Before CAYTON, Chief Judge, and HOOD and QUINN, Associate Judges.

QUINN, Associate Judge.

This was a suit for possession of certain premises filed by appellee, hereinafter referred to as landlord, based on the expiration of a term lease. Resisting the suit tenant alleged in himself a possessory right to the premises based upon the claim that he was a tenant for a term which had not yet expired. Enumerated in the various defenses were contentions that the landlord had agreed to give him a new lease to the premises for ten years and that the landlord had agreed in writing to lease him the same premises for a term of five years. Trial was had before a jury, and when the testimony on both sides was concluded, landlord conceded that based on all the evidence tenant was entitled to a five-year lease, and the jury returned an instructed verdict to that effect.

During trial considerable testimony regarding the ten-year lease agreement was offered by the tenant and admitted over objection subject to a motion to strike at the end of the case. Objection was interposed on the ground that the matter was res judicata. At the conclusion of the case the court granted the motion, striking all *384 testimony based on this defense, and tenant appeals.

The basis of the court's ruling was predicated on the following facts: Prior to the filing of the instant suit landlord filed an action in debt for unpaid rent against the tenant. Tenant answered and counterclaimed, alleging among other defenses accord and satisfaction based on the premise of an agreement between the parties to a ten-year lease, which the landlord refused to sign. The lease was offered in evidence, and at the conclusion of that case the court in a memorandum opinion stated in part: "Upon all the evidence, the court finds as a fact that the parties did not enter into an accord and satisfaction of plaintiff's claim." Judgment was entered in accordance with the memorandum opinion. No appeal was taken therefrom and that judgment remains unmodified.

It will thus be seen that the only question is whether the issue concerning the ten-year lease was conclusively adjudicated by virtue of the previous suit and judgment. Having no doubt, we hold it was. A careful examination of the record of the prior suit, which was admitted in evidence, shows unmistakably that the question of the ten-year lease was considered and determined by a finding of the court. Thus, it necessarily follows that the defense of accord and satisfaction having been made and the lease offered to support that contention, the issue has been laid at rest.

Tenant contends that the question of the ten-year lease was not properly before the court. This, however, does not alter the situation for the question was expressly put in issue in the former case, decided adversely to the tenant, and therefore must be considered adjudicated.[1]

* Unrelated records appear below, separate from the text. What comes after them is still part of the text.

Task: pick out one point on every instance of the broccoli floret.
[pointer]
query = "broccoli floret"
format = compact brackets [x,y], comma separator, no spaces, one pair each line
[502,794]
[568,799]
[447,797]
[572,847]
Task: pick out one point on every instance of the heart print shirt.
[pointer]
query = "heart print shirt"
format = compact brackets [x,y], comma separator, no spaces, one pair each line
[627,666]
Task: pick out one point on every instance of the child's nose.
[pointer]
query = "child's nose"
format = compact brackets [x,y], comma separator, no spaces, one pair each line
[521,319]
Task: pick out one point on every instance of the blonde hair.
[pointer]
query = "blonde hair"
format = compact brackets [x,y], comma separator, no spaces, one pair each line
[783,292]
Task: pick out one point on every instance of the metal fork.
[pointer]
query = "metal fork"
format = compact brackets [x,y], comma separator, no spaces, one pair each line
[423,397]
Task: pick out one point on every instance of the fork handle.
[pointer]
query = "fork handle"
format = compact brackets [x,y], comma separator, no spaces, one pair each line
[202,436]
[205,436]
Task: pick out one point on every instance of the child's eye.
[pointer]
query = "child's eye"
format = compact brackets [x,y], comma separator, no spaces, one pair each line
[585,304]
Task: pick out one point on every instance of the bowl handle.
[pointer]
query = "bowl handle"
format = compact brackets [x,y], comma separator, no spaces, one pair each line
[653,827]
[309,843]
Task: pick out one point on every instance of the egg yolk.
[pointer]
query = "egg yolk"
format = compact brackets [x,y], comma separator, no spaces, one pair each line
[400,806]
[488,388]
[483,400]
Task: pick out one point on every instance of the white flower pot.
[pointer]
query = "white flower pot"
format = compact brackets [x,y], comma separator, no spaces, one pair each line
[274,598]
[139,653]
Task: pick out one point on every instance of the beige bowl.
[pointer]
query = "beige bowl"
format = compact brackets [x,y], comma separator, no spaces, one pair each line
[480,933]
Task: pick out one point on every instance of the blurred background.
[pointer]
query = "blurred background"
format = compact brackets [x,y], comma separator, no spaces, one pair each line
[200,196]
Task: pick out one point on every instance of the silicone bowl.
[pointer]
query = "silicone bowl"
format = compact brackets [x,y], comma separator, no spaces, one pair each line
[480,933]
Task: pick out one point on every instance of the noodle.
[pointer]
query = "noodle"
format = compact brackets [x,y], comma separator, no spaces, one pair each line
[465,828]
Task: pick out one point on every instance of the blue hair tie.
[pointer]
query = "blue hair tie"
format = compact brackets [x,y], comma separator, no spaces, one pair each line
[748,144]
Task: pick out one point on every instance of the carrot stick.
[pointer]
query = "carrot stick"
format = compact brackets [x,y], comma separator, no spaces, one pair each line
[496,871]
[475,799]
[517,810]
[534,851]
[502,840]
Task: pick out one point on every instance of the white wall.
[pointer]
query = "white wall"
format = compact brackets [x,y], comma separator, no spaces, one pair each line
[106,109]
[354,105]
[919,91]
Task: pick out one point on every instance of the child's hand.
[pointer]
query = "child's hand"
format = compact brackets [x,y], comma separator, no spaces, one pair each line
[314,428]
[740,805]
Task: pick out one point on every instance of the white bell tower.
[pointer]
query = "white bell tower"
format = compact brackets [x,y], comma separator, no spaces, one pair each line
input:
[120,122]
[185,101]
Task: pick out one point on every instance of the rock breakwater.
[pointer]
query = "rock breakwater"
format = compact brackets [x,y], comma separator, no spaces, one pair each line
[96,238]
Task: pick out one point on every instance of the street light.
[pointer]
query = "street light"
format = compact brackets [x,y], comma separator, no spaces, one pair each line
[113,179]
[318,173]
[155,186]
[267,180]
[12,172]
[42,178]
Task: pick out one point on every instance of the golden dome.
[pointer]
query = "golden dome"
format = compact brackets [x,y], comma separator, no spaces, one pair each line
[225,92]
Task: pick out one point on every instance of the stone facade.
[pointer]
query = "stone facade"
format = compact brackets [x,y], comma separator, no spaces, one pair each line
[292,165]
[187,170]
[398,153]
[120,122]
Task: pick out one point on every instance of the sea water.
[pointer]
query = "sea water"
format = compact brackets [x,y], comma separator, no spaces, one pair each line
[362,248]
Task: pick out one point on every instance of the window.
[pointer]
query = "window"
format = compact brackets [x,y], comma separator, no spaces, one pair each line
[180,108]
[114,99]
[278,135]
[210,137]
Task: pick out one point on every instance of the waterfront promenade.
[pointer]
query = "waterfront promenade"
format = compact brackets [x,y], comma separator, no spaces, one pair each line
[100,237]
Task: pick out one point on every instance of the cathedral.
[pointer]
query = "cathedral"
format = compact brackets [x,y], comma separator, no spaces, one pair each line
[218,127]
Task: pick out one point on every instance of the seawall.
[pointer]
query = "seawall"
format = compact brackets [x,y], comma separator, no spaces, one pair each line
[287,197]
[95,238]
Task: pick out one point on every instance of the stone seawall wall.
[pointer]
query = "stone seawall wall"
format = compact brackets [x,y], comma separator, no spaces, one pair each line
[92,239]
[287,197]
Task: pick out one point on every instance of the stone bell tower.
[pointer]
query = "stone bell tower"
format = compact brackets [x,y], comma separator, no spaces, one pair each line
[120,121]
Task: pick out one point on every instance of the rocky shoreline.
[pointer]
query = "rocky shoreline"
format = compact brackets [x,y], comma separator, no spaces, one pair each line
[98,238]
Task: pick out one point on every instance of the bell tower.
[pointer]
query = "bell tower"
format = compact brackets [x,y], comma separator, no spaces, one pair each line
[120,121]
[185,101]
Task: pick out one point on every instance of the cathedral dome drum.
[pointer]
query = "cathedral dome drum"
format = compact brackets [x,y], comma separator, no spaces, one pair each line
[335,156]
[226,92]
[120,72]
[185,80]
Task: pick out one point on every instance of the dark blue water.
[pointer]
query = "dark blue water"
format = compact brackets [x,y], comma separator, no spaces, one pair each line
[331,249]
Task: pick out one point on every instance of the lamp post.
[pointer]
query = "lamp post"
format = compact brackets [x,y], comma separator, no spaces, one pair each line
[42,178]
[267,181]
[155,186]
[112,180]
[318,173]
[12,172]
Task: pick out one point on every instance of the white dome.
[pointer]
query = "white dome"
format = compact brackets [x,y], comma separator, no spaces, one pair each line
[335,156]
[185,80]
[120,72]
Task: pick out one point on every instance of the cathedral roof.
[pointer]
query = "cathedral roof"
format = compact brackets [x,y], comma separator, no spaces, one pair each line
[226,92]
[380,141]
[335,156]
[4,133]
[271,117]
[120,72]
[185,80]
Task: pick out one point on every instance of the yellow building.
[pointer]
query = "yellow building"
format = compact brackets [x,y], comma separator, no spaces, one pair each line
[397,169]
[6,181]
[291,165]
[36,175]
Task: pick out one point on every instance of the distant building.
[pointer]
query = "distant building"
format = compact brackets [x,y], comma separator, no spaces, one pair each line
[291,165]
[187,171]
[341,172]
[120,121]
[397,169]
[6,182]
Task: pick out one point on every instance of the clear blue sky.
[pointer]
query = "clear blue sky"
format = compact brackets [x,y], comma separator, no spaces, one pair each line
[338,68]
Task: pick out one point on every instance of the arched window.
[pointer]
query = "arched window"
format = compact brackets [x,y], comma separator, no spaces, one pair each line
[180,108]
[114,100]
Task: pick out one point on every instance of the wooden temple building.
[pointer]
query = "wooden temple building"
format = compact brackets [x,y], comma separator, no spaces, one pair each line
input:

The doctrine of res judicata in federal districts is well established. As stated by the Supreme Court in United States v. Munsingwear, Inc., 340 U.S. 36, 71 S. Ct. 104, 105, 95 L. Ed. 36, quoting from Southern Pacific R. Co. v. United States, 168 U.S. 1, 18 S. Ct. 18, 42 L. Ed. 355, "`The general principle announced in numerous cases is that a right, question, or fact distinctly put in issue, and directly determined by a court of competent jurisdiction, as a ground of recovery, cannot be disputed in a subsequent suit between the same parties or their privies; and, even if the second suit is for a different cause of action, the right, question or fact once so determined must, as between the same parties or their privies, be taken as conclusively established, so long as the judgment in the first suit remains un-modified.'"

Affirmed.

NOTES

[1] Geracy, Inc. v. Hoover, 77 U.S.App.D.C. 55, 133 F.2d 25, 147 A.L.R. 185.